Re: [Patch, avr] Relax LDS/STS to IN/OUT if symbol is in I/O address range
- From: Erik Christiansen <dvalin at internode dot on dot net>
- To: binutils at sourceware dot org
- Date: Sun, 12 Oct 2014 00:01:46 +1100
- Subject: Re: [Patch, avr] Relax LDS/STS to IN/OUT if symbol is in I/O address range
- Authentication-results: sourceware.org; auth=none
- References: <20140929104545 dot GA984 at atmel dot com> <CADOs=zaSvw-8Lpg5Te1v0YE19KBh6uN8udCpsNAWuvfpL7YHbA at mail dot gmail dot com> <20140930021023 dot GA14314 at atmel dot com> <5431C74C dot 5030500 at gjlay dot de> <20141006042945 dot GA1261 at atmel dot com> <20141009103449 dot GF3842 at atmel dot com> <CADOs=zbn053kb85j7GxSAVpbyGJcjRTwF5x70H0zhFrb=UrXhw at mail dot gmail dot com> <20141010043448 dot GA1213 at atmel dot com> <54390E30 dot 3060108 at gjlay dot de>
- Reply-to: dvalin at internode dot on dot net
On 11.10.14 13:02, Georg-Johann Lay wrote:
> I must admit that I don't like this kind of "optimization"...

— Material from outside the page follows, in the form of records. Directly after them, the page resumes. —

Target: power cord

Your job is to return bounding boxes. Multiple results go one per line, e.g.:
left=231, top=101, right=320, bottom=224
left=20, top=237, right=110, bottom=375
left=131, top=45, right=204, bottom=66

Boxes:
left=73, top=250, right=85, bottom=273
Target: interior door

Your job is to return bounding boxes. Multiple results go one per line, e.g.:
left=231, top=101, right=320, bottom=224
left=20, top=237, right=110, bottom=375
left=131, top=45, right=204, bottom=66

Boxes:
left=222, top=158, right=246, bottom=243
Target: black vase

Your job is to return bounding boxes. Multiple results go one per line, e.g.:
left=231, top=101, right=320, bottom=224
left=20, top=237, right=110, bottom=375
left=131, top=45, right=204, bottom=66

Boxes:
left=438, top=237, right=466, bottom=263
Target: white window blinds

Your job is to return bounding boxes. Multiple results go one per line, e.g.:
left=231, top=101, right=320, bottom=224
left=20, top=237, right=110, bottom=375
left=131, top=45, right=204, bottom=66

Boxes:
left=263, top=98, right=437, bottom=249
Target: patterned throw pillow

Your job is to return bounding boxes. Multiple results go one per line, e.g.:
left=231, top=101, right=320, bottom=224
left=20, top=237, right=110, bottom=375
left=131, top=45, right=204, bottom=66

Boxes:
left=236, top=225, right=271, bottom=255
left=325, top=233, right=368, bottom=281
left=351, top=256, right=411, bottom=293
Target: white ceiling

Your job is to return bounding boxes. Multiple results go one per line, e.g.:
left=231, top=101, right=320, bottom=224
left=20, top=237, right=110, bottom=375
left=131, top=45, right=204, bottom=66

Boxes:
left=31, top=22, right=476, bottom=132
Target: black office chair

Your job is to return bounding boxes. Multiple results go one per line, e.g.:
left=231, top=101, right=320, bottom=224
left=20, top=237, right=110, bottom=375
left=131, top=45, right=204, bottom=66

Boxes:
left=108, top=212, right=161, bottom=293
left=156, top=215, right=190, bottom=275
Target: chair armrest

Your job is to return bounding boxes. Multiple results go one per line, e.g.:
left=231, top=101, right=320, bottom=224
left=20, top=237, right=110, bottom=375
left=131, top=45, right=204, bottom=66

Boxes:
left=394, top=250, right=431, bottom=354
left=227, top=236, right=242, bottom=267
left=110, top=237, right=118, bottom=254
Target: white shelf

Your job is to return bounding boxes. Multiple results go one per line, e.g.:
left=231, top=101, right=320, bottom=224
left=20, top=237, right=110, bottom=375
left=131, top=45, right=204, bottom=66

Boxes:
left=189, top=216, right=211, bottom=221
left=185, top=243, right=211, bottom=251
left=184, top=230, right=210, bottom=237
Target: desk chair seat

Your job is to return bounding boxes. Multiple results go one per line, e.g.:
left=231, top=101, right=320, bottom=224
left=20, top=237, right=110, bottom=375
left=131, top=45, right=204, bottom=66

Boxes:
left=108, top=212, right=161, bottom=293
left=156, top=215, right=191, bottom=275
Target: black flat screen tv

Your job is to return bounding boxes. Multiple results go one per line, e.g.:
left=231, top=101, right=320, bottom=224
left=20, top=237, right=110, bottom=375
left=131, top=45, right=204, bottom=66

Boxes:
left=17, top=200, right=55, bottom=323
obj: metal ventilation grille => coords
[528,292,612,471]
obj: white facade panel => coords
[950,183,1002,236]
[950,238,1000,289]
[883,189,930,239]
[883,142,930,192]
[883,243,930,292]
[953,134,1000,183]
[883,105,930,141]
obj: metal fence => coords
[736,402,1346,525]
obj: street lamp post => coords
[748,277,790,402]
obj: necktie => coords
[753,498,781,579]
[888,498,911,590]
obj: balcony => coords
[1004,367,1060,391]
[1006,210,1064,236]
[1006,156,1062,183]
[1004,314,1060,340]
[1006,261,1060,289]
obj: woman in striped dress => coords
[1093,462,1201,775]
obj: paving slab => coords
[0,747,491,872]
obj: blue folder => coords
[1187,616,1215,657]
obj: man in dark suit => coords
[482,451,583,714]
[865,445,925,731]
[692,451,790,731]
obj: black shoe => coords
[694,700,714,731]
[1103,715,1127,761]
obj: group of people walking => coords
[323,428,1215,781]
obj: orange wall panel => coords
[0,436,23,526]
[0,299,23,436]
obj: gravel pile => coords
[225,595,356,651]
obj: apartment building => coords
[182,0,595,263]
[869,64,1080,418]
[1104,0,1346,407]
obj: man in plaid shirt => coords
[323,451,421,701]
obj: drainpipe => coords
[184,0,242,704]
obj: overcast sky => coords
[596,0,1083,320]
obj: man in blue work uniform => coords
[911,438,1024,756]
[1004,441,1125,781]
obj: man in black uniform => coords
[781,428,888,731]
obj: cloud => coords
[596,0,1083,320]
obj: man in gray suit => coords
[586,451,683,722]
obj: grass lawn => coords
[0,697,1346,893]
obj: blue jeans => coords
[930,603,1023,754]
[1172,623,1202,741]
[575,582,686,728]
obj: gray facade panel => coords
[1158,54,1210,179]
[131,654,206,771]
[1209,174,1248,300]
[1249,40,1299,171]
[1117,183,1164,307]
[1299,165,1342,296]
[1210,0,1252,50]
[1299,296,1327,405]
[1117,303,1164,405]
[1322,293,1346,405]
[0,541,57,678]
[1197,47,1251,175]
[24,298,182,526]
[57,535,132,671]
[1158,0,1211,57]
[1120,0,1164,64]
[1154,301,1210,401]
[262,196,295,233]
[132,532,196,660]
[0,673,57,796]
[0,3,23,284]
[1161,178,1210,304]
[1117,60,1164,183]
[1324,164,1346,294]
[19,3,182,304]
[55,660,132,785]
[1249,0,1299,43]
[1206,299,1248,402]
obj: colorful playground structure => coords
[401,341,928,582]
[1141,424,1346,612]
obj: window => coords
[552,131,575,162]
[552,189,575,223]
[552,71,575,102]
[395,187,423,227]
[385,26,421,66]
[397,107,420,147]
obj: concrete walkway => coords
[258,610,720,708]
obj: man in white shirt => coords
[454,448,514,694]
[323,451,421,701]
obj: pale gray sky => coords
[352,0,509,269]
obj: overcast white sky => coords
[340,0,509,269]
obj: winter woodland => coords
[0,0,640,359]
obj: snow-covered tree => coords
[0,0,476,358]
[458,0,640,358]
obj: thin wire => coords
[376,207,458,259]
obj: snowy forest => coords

Pushing that bias goes against specific behaviour and policy documented
in the source code. Please read in <avr/sfr_defs.h>:
"and GCC will do the right thing (use short I/O instructions if
I.e, the duality of IN/OUT and LDS/STS is recognised as fact, and
optimisation is mandated.
So either the LTO is OK, or policy and documentation must be changed.
But there are stronger reasons for proceeding with the optimisation.
> 1) There are applications that rely on exact instruction timing,
> e.g. USB-device in software. If just one instruction has a
> timing other than expected the driver won't work.
Yes, we have probably all written them, and relied on them - when they
are written in assembler. You might like to refamiliarise with:
$ man 3 assembler # or if not in manpath:
$ man -l /usr/share/doc/avr-libc/man/man3/assembler.3.gz
where its use for "Code for very time-critical applications." is
recommended, for obvious reasons. If foolhardy enough to attempt such a
thing in C, with the vagaries of successive versions of gcc between us
and the generated code, the rational programmer knows and understands
that --relax is designed and specified to change code timing. Resort to
a bit of in-line assembler is the only reliable and professional way to
do it in C.
The proposed relaxation is in reality no different from any other
> 2) OUT is not a shorter version of STS:
In addition to the avr-gcc source code, Atmel does not agree with you.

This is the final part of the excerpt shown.